Lindsay: So yeah. If you’re a woman, childbirth in and of itself, is a weird thing. Childbirth itself is not particularly dangerous, the real risk is in infection afterward. So dying from complications, like some sort of hemorrhage, are really rare. Dying from an infection is less rare. It’s obviously not happening all that often, otherwise we wouldn’t see families with a dozen children. But it is happening often enough that it’s a risk women know they’re facing every time they have another child.

So the cumulative risk over having a dozen children means that you’re probably going to know somebody, several people probably, who’ve died of infections after childbirth. So it’s something that women really tend to sit down literally, elite women tend to sit down late in their pregnancies and do things like write out their wills, write letters to their children, or take other precautions in case something like that happens. So the cumulative risk is pretty significant.

For the most part, and talking to the ladies at the apothecary shop here, a woman between sort of marriage and menopause, the greatest risk of death is probably from childbirth. But if she lives through that, and most women do, she’s probably going to live to be 60-70.  So we have sort of very skewed mortality rates because of that. So most women are ok. Some people have very bad luck. For instance, John Coulter was a young lawyer in Williamsburg in the late 18th century. He had two wives consecutively die, within two years of marriage, in childbirth. So it was only his third wife that actually lived through childbirth and had multiple children with him.  He married one of the daughters of St. George Tucker, actually, as his third wife.

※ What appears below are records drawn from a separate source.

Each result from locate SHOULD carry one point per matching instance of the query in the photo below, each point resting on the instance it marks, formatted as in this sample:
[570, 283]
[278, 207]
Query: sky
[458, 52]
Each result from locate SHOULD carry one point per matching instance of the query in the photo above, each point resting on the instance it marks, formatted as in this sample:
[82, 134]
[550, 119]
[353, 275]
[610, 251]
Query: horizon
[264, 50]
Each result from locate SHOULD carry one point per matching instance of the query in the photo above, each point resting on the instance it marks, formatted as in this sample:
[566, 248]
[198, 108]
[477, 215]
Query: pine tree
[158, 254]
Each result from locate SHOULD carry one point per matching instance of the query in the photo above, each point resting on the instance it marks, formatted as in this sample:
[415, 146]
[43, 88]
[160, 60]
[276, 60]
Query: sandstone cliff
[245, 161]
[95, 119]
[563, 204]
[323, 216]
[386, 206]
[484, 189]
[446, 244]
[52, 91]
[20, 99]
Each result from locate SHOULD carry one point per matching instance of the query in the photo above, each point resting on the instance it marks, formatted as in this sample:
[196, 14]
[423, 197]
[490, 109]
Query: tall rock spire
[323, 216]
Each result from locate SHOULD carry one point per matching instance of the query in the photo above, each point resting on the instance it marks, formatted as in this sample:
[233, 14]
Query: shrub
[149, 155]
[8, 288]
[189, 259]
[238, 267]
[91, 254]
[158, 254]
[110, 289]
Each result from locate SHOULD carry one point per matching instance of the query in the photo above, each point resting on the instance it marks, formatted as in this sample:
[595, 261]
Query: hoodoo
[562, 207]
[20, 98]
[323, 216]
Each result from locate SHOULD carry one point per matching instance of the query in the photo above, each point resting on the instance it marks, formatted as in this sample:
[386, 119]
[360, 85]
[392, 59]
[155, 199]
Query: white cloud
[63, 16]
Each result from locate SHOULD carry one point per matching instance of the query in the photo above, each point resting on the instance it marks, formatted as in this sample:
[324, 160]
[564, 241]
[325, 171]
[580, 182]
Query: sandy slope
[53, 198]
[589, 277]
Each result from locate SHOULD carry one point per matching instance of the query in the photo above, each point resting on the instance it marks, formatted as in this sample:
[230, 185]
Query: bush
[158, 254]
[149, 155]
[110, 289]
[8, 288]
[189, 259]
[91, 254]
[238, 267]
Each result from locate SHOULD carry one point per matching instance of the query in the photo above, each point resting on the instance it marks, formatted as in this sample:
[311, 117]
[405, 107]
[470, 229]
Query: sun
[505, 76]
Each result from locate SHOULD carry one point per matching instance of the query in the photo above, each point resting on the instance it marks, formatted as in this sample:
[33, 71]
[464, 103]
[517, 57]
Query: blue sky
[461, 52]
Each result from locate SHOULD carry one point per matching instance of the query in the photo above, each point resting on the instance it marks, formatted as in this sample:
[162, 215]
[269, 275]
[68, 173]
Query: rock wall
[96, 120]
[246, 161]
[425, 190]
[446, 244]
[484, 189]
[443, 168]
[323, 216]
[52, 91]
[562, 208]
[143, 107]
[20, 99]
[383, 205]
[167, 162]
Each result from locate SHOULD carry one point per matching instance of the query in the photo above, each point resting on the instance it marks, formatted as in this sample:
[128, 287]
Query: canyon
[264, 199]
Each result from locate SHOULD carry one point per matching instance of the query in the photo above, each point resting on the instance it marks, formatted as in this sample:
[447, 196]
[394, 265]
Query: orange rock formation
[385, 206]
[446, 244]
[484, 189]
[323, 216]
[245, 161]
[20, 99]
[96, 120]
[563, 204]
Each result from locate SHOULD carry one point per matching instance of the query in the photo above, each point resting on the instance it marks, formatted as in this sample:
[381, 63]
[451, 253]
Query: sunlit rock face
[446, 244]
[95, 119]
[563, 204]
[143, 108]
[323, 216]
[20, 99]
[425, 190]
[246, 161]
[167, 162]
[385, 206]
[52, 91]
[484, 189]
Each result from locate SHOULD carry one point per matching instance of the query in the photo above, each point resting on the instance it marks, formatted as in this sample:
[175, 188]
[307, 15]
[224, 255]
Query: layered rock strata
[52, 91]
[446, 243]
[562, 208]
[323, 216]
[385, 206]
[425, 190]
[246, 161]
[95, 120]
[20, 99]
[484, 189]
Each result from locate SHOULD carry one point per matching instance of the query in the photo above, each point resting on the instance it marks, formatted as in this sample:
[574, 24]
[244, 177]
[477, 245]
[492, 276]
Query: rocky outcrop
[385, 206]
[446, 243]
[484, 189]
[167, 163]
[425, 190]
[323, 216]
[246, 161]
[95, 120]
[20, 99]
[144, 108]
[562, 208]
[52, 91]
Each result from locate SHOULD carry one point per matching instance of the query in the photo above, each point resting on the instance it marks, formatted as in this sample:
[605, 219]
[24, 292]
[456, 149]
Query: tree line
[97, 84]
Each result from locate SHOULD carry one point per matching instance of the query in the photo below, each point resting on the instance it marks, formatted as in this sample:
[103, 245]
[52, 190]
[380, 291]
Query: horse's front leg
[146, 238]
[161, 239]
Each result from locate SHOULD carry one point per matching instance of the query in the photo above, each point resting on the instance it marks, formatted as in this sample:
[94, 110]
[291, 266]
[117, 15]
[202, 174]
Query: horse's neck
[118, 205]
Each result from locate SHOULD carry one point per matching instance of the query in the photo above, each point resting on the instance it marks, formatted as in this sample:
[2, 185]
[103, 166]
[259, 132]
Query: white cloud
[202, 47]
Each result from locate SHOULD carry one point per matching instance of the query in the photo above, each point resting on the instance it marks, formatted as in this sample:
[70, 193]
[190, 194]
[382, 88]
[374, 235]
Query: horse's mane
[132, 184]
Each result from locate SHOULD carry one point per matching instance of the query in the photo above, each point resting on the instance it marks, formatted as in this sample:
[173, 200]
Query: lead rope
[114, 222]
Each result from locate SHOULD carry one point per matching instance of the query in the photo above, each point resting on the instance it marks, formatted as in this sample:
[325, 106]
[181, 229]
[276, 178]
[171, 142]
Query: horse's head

Harmony: It seems like we’re looking at this as sort of strange, backward thinking, practices that people held. But are they more, do they have stronger roots in today’s practices than we may realize?
 
Lindsay: I guess it looks so strange to us in some ways because of the reduced legal limitations on women now. So it seems really weird to think you couldn’t get a credit card, or a loan, or apply to a school in your own name today, but we do see these sort of assumptions about how marriage works and how households are headed by men that persist in ways that are pretty harmful today. The wage gap, things that sort of assume that women are going to be parents and do the majority of the parenting affects how people think about women as workers.

So even now some of these patterns persist in this idea that there is going to be a gender division of labor based on a male breadwinner and a woman who is sort of taking care of the home raising children. So even now I think these are some of the things we are struggling with. In terms of even though we’ve reorganized marriage as sort of finally a union of legal equals rather than a relationship of dependency, we still have some of these other factors persisting that have proven pretty stubborn in terms of how we think about the family being organized, or the ideal family operating, or the ways that laws are set up to think how families are operating.

So in some ways, the 18th-century shift toward this model, which is pretty revolutionary, we now think of as traditional. And this is something that a lot of people try to point to as a way it’s always been when it really hasn’t. So the legal reforms that have made the family sort of private and recognized women as individuals have sort of culminated in breaking up the hierarchy within marriage. This idea that women are the subordinate partner, as far as the law’s concerned, but I think sort of socially and culturally, we still have to catch up with that a little bit.

Harmony: Lindsay, every word you have shared with us today, I have been fascinated by. Thank you so much for being our guest today and sharing all of these interesting revelations with us about the things that we think are traditional, but are actually quite modern, and the ways that we think that we’re modern, but we’re actually quite old fashioned. So thank you for being here today.

Lindsay: Thank you for having me. It was my pleasure.

 

Comments

  1. Listened to this podcast yesterday…one of the best I’ve heard. Would love to hear more from Lindsay…great historical presenter! Thank you!